When COVID-19 hit, I instinctively had a feeling that it wouldn’t be good. Like many with disabilities, I had a sense of impending doom, which has since proven to be correct. I had thought I would spend the summer after my freshman year traveling around Europe with my friends, working a minimum-wage job to save up money, and spending as much time outside as possible.

Instead I have been fighting for the rights of teenagers with disabilities.

“It gave us the space to vent about school policies, treatment by the people closest to us, and how everyone is handling COVID-19. But it’s turned into so much more. ”

Months ago, I posted a letter on my social media illustrating my frustration upon seeing so many friends’ and strangers’ social media posts ignoring social distancing measures. This hurt, because all I was thinking about was isolating myself. I had about 40 other teenagers, most strangers, write to me, thanking me for my words and telling me how they had finally felt less alone. Due to the response, I decided to start a support group for immunocompromised college students to collectively support each other including many students from my chapter. It gave us the space to vent about school policies, treatment by the people closest to us, and how everyone is handling COVID-19. But it’s turned into so much more. We support each other. We understand each other.

Through this group, I, along with my friend Sam (who also has type 1 diabetes) started looking at the policies that universities in Virginia were putting into effect and how these policies impacted students with disabilities. We found that most policies were exclusionary and forced students to drop out of most of their previously planned classes if they were not able to return to campus in the fall. We shouldn’t have to change our graduation timelines or our carefully crafted class schedules just because we have a disability that makes it dangerous to return to campus in a pandemic.

Now, we have been gaining media attention to this cause. Last week, USA Today​ published a piece on the challenges that immunocompromised college students face, and we are now talking with other major media outlets. This has given us a bigger opportunity to have our concerns heard.

This pandemic, as terrible as it has been, has given me a voice and a community. It has opened my eyes to the issues that face the disability community and has given me a purpose. I have met people (virtually, of course) with all types of disabilities and who have stories both similar to and completely different from mine.

I know now that this is what I want to do for the rest of my life.
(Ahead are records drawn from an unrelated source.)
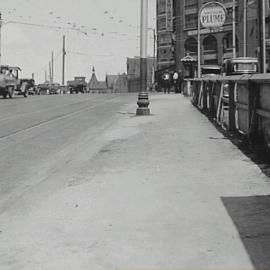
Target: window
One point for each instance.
(210, 44)
(191, 45)
(161, 7)
(191, 20)
(191, 3)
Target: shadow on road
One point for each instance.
(251, 216)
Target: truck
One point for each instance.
(10, 82)
(48, 88)
(78, 85)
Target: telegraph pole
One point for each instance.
(143, 101)
(143, 45)
(52, 68)
(1, 23)
(234, 31)
(245, 28)
(262, 37)
(50, 72)
(63, 64)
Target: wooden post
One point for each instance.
(231, 108)
(253, 95)
(211, 100)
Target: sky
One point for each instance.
(99, 33)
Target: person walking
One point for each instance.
(176, 82)
(166, 82)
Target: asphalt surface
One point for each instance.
(35, 130)
(85, 184)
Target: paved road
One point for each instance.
(89, 188)
(35, 132)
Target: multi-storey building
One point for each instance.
(217, 45)
(165, 34)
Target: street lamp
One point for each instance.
(143, 101)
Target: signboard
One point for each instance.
(213, 15)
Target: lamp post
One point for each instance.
(143, 101)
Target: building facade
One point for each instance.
(165, 34)
(217, 45)
(133, 73)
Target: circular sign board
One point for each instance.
(213, 15)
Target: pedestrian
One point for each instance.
(175, 81)
(166, 82)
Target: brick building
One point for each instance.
(165, 34)
(217, 45)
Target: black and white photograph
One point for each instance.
(135, 135)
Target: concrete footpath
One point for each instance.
(166, 191)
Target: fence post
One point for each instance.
(232, 126)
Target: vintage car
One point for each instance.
(78, 85)
(10, 82)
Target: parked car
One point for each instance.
(49, 88)
(78, 85)
(10, 84)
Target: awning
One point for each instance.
(188, 58)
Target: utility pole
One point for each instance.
(50, 72)
(262, 37)
(234, 31)
(63, 64)
(52, 68)
(245, 29)
(1, 23)
(143, 101)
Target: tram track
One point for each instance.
(55, 118)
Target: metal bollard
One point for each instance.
(143, 103)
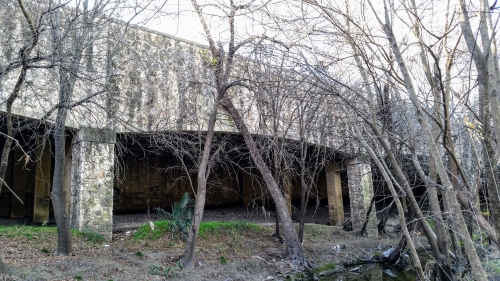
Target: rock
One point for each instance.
(392, 225)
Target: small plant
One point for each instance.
(232, 228)
(223, 260)
(155, 269)
(145, 232)
(91, 236)
(180, 218)
(172, 270)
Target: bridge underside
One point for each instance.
(108, 173)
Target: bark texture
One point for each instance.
(294, 249)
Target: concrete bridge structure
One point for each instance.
(153, 83)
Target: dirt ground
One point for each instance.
(253, 255)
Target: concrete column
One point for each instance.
(68, 163)
(41, 197)
(334, 192)
(287, 189)
(248, 191)
(251, 188)
(19, 185)
(92, 181)
(360, 184)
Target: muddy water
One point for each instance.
(374, 272)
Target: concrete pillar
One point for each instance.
(251, 187)
(334, 192)
(92, 181)
(68, 163)
(248, 189)
(41, 198)
(360, 184)
(287, 188)
(19, 185)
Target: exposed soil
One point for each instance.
(254, 255)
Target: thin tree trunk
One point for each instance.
(201, 193)
(399, 206)
(294, 249)
(448, 191)
(445, 272)
(303, 189)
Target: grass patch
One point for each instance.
(325, 267)
(89, 235)
(29, 232)
(229, 228)
(145, 232)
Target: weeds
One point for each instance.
(223, 260)
(145, 232)
(180, 218)
(155, 269)
(89, 235)
(172, 270)
(29, 232)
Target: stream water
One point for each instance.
(374, 272)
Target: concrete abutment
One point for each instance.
(92, 181)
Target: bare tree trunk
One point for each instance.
(3, 268)
(448, 191)
(395, 195)
(277, 164)
(201, 193)
(294, 249)
(303, 189)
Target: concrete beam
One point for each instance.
(92, 181)
(334, 192)
(19, 185)
(42, 185)
(359, 177)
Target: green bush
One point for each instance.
(30, 232)
(145, 231)
(91, 236)
(180, 218)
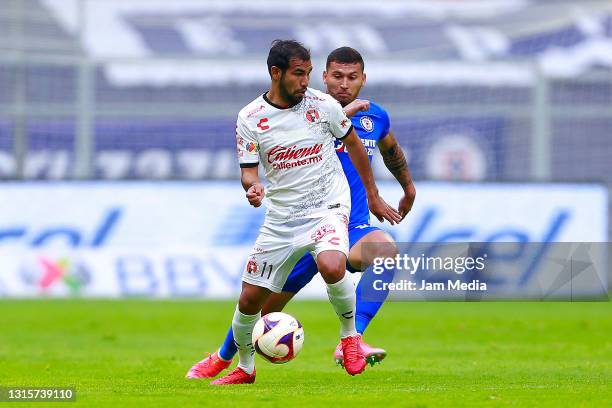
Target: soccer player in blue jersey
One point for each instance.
(344, 77)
I want to be a voice for those that are normally pushed aside to a small department in a university.

“I want to be a voice for those that are normally pushed aside to a small department in a university. I also understand even more the power, and necessity, of youth voice.”

I also understand even more the power, and necessity, of youth voice. As individuals with diabetes, we have a perspective that makes us important and powerful in the community. We have experiences with the faults of the healthcare system and understand what it means to be on the outside of a system that is supposedly designed to help us. This is power in today’s society.
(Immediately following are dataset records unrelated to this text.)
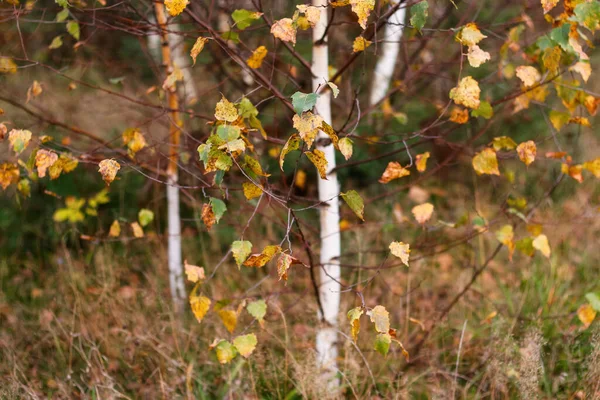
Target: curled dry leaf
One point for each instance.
(108, 169)
(423, 212)
(393, 171)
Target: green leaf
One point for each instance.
(355, 202)
(63, 15)
(241, 250)
(594, 300)
(588, 14)
(56, 43)
(145, 216)
(244, 18)
(418, 15)
(303, 101)
(485, 110)
(73, 29)
(218, 207)
(245, 344)
(258, 309)
(382, 343)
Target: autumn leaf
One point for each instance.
(466, 93)
(541, 244)
(423, 212)
(44, 160)
(284, 30)
(308, 126)
(421, 161)
(259, 260)
(293, 143)
(586, 315)
(108, 169)
(354, 318)
(381, 318)
(257, 57)
(200, 306)
(317, 157)
(193, 272)
(241, 249)
(485, 162)
(258, 310)
(175, 7)
(527, 151)
(528, 75)
(360, 44)
(137, 230)
(476, 56)
(9, 174)
(400, 250)
(251, 191)
(197, 48)
(19, 139)
(115, 229)
(362, 9)
(393, 171)
(470, 35)
(355, 202)
(245, 344)
(225, 111)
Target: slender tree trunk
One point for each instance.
(329, 191)
(384, 70)
(174, 230)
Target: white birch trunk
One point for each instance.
(329, 290)
(176, 282)
(384, 70)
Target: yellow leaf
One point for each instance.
(470, 35)
(115, 229)
(197, 48)
(284, 30)
(593, 166)
(400, 250)
(9, 173)
(354, 318)
(200, 306)
(138, 232)
(229, 319)
(485, 162)
(528, 75)
(175, 7)
(360, 44)
(108, 169)
(251, 191)
(317, 157)
(245, 344)
(260, 260)
(308, 126)
(541, 243)
(586, 315)
(476, 56)
(421, 161)
(423, 212)
(257, 57)
(193, 272)
(44, 160)
(362, 9)
(381, 318)
(225, 111)
(527, 151)
(466, 93)
(393, 171)
(459, 115)
(548, 5)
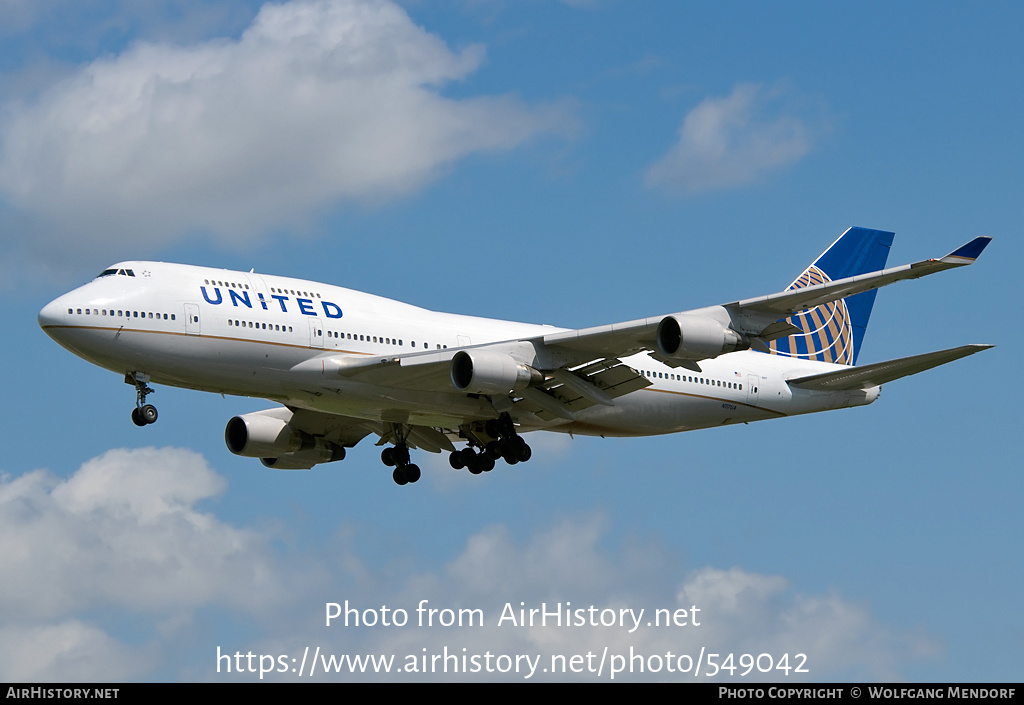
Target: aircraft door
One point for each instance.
(192, 319)
(315, 333)
(752, 388)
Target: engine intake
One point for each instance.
(484, 372)
(695, 337)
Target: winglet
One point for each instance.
(969, 252)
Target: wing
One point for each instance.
(556, 375)
(866, 376)
(685, 338)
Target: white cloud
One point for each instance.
(122, 541)
(316, 102)
(733, 140)
(124, 531)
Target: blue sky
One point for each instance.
(571, 163)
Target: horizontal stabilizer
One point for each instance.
(867, 376)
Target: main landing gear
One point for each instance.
(397, 456)
(506, 445)
(143, 414)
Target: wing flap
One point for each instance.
(866, 376)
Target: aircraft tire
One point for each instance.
(147, 414)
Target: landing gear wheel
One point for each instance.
(147, 413)
(522, 451)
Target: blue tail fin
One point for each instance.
(834, 332)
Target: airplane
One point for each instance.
(343, 365)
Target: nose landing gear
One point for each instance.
(143, 414)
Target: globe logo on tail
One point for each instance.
(826, 330)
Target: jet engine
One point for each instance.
(267, 434)
(695, 337)
(488, 372)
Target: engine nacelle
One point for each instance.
(269, 437)
(487, 372)
(264, 433)
(696, 337)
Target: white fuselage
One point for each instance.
(244, 333)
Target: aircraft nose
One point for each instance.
(52, 315)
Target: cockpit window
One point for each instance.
(121, 273)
Activism starts with accepting who you are. I spent way too much of my youth trying to run from that. When I finally accepted that my disabilities help define who I am, I gained belonging. For the first time, people understood who I really was. Having multiple chronic illnesses is not all​ ​I am, but it has shaped how I look at the world and interact with the people around me.

The world is not built for people with disabilities. This pandemic has exposed parts of our society that we have already been aware of and those we haven’t, and in doing so, it has given us a gift. It has allowed us to come together with shared experiences of chronic illness. Able-bodied people now have a sense of what it means to be concerned about your health and well being every single day. Moving ahead, I look forward to working with others in channeling this new-found compassion into action and substantive change.